Key-Value Cache Service
This is a high-performance in-memory Key-Value Cache service built with Go. The service provides a simple API for storing and retrieving key-value pairs with optimized performance for high traffic loads.
Features
- In-memory key-value storage with fast access times
- Sharded cache design for improved concurrency
- CLOCK eviction algorithm to manage memory usage
- Memory monitoring to prevent out-of-memory errors
- Optimized for high throughput and low latency
- Thread-safe operations with fine-grained locking
Setup Instructions
Prerequisites
- Go 1.18 or higher
- Docker (for containerized deployment)
Local Development
-
Clone the repository:
git clone https://github.com/Jash2606/Redis-Server.git cd REDIS-SERVER -
Build the application:
go build -o key-value-cache
-
Run the application:
The server will start on port 7171 by default.
Docker Deployment
-
Build the Docker image:
docker build -t key-value-cache . -
Run the container:
docker run -p 7171:7171 key-value-cache
API Documentation
PUT Operation
Inserts or updates a key-value pair in the cache.
- URL:
/put - Method:
POST - Content-Type:
application/json - Request Body:
{ "key": "string (max 256 characters)", "value": "string (max 256 characters)" } - Success Response:
- Code: 200 OK
- Content:
{ "status": "OK", "message": "Key inserted/updated successfully." }
- Error Responses:
- Code: 202 Accepted (for errors)
- Content Example:
{ "status": "ERROR", "message": "Invalid JSON" }
GET Operation
Retrieves the value associated with a key.
- URL:
/get?key= - Method:
GET - Success Response:
- Code: 200 OK
- Content:
{ "status": "OK", "key": "exampleKey", "value": "the corresponding value" }
- Error Responses:
- Code: 202 Accepted
- Content Example:
{ "status": "ERROR", "message": "Key not found." }
Testing
Manual Testing with cURL
-
Test the PUT operation:
curl -X POST http://localhost:7172/put \ -H "Content-Type: application/json" \ -d '{"key": "testKey", "value": "testValue"}'
-
Test the GET operation:
curl -X GET "http://localhost:7172/get?key=testKey"
Load Testing with Locust
-
Install Locust:
-
Run the Locust test:
locust -f locustfile.py --host=http://localhost:7171
-
Open the Locust web interface at http://localhost:8089 and start the test.

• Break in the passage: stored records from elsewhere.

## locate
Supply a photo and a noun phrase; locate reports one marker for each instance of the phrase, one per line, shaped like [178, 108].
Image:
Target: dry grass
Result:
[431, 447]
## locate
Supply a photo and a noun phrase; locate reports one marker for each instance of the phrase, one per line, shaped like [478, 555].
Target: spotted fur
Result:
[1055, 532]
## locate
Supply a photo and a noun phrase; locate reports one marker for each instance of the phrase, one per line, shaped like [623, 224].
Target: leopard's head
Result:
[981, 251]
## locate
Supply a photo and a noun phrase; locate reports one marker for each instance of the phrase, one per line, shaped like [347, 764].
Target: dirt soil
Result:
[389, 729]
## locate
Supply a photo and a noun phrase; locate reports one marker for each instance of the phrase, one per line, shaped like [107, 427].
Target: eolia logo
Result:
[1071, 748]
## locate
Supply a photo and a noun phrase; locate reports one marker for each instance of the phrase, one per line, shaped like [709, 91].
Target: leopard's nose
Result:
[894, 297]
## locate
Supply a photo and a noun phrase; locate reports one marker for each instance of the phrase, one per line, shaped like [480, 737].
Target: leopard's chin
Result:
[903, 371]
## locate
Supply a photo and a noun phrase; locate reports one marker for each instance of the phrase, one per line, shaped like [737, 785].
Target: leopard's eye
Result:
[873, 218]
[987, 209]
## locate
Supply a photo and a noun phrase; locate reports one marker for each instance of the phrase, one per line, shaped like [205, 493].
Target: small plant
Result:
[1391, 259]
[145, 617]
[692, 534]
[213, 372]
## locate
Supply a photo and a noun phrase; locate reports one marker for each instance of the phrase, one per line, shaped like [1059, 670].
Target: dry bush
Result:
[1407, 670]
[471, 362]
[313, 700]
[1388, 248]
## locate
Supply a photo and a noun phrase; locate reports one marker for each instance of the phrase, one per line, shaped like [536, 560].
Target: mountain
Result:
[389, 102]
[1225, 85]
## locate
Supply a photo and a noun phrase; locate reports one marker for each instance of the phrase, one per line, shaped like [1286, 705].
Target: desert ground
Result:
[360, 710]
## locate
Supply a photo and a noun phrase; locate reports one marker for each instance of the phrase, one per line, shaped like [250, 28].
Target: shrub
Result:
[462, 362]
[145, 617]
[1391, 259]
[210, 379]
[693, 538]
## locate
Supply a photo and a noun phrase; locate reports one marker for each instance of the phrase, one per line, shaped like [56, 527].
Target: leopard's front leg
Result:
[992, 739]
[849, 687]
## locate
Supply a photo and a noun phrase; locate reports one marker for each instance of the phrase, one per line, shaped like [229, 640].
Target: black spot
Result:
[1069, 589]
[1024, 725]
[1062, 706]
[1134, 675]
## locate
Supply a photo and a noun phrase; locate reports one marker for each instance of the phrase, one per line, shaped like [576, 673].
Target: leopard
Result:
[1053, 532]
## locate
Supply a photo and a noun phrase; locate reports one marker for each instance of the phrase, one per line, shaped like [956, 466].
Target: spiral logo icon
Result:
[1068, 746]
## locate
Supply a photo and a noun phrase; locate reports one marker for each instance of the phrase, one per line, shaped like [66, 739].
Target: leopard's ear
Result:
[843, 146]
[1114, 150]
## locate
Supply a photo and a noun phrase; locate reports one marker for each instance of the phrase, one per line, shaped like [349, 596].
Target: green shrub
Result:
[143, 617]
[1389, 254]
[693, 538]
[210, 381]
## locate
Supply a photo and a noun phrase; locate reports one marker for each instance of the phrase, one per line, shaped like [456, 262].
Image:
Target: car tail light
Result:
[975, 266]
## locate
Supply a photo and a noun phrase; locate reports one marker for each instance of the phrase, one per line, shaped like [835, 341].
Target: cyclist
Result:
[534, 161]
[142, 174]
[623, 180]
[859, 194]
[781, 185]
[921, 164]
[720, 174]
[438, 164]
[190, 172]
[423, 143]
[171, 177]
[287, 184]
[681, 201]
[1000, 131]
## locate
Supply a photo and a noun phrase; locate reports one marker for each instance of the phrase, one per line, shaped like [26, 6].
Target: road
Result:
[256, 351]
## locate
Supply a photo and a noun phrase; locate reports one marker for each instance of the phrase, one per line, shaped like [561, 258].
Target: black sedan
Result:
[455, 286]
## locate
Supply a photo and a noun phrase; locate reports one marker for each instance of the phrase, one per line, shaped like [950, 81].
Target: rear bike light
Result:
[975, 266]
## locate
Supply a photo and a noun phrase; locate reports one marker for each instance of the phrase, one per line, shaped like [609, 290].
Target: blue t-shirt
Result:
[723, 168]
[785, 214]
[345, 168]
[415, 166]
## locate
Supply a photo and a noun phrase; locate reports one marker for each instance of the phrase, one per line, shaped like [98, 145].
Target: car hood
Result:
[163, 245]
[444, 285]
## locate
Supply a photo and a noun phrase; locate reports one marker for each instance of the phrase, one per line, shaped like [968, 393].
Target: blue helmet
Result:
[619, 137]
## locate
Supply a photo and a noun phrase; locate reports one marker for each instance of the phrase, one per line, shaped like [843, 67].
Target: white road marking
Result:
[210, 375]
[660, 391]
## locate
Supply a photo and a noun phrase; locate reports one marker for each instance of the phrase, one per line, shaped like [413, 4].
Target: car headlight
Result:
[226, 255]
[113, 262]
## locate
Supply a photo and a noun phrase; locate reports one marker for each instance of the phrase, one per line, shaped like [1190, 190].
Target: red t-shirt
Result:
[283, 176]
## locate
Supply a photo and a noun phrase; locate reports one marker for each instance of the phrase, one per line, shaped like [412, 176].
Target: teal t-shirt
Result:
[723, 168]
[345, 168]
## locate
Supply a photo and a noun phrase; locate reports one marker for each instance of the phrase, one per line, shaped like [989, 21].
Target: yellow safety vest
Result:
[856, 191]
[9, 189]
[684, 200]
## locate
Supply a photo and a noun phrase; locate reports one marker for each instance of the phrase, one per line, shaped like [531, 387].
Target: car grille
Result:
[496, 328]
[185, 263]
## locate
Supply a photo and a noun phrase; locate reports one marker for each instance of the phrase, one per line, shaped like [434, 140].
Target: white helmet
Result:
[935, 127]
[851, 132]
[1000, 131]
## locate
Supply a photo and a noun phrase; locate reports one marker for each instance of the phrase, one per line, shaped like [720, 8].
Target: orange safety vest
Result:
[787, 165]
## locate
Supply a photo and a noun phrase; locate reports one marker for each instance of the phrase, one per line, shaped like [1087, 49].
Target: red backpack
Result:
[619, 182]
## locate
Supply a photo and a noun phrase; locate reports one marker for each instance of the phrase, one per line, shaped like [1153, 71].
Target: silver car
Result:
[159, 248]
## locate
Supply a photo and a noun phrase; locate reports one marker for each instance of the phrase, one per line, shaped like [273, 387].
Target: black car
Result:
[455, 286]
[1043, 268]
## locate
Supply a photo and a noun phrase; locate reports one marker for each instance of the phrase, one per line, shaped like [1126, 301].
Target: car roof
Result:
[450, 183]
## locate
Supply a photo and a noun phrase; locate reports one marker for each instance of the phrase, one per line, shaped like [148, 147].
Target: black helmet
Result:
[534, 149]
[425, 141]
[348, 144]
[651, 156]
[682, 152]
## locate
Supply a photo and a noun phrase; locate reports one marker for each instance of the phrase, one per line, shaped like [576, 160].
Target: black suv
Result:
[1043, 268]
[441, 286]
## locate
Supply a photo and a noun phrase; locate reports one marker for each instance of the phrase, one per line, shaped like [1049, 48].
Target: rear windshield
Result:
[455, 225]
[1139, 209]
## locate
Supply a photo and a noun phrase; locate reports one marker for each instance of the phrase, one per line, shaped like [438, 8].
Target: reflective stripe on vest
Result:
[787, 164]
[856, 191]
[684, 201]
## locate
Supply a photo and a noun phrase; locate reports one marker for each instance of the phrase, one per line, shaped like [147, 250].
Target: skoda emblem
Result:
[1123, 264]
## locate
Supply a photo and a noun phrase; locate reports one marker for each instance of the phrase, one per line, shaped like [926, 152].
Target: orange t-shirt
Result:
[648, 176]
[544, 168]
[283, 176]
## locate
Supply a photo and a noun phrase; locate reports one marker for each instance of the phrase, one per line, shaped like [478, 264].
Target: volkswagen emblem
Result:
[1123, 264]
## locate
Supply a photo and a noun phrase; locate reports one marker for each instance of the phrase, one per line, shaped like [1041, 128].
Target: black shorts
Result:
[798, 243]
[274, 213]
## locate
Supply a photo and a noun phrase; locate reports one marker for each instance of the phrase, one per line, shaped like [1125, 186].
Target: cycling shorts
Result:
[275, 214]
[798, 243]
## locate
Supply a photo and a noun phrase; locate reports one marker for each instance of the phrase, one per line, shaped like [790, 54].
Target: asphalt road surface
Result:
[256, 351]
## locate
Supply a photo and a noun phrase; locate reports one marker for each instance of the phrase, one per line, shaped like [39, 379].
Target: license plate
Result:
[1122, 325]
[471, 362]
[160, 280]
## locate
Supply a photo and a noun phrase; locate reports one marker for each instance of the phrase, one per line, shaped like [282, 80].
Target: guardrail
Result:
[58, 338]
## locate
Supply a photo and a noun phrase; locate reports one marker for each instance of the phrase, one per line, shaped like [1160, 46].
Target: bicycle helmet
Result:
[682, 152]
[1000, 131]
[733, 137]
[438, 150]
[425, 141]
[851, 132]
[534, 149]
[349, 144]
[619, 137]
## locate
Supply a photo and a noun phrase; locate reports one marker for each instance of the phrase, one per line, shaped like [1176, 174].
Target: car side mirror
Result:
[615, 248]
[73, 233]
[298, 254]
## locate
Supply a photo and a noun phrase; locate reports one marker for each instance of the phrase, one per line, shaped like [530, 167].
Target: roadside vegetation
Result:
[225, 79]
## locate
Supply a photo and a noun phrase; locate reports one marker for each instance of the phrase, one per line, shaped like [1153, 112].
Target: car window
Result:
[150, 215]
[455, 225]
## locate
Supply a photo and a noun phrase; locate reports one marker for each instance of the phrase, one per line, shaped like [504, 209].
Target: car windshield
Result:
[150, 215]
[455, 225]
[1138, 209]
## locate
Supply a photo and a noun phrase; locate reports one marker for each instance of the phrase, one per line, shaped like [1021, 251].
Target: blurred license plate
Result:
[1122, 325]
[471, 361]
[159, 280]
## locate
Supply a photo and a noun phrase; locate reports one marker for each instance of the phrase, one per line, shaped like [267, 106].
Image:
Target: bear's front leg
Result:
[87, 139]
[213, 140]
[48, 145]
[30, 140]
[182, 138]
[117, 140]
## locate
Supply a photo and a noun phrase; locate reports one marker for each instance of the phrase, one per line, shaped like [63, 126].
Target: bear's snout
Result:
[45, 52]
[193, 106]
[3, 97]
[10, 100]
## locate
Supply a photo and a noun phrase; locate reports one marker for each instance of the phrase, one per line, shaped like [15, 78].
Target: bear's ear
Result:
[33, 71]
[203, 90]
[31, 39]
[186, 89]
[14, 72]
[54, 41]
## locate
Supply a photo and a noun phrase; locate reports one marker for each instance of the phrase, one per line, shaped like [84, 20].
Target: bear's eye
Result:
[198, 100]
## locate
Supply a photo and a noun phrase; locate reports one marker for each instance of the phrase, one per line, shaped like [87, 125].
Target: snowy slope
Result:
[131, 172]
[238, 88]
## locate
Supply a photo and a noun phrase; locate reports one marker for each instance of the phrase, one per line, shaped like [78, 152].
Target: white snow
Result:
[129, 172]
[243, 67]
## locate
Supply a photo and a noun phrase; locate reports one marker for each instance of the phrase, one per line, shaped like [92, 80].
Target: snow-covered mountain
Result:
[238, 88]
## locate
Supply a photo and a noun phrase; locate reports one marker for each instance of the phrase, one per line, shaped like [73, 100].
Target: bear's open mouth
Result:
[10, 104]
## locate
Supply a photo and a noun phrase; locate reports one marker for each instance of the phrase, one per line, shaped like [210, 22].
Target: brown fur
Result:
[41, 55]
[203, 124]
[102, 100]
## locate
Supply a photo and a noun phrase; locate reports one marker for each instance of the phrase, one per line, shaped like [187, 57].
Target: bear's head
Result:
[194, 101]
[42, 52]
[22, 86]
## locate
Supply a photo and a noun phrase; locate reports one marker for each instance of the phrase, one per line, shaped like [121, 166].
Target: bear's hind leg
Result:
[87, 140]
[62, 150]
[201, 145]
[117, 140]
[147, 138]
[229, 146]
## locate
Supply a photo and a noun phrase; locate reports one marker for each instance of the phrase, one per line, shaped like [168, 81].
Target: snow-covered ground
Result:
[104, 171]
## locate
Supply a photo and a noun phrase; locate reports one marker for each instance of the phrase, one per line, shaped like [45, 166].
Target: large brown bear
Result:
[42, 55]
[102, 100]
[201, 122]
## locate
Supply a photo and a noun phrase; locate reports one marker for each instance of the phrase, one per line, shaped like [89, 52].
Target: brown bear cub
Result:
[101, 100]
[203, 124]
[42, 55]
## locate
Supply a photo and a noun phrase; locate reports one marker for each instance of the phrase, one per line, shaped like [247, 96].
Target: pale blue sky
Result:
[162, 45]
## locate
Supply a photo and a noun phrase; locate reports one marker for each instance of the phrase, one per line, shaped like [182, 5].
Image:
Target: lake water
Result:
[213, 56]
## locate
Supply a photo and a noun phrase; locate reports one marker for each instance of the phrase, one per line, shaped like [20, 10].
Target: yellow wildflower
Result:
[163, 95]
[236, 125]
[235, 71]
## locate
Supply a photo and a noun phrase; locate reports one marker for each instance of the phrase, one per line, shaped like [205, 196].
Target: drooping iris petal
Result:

Design Choices and Optimizations
-
Sharded Cache: The cache is divided into multiple shards to reduce lock contention and improve concurrent access.
-
CLOCK Eviction Algorithm: Implements an efficient CLOCK eviction policy that approximates LRU (Least Recently Used) without the overhead.
-
Memory Management: Continuously monitors memory usage and proactively evicts items when memory pressure increases.
-
Object Pooling: Uses sync.Pool to reuse request and response objects, reducing garbage collection pressure.
-
Optimized HTTP Handlers: Implements efficient request handling with context support and timeouts.
-
Concurrent Request Handling: Uses semaphores to limit concurrent requests and prevent server overload.
Performance Considerations
- The service is optimized for high throughput and low latency.
- Default configuration supports up to 1000 concurrent requests.
- Memory usage is monitored and managed to prevent out-of-memory errors.
- The CLOCK eviction algorithm provides a good balance between performance and memory efficiency.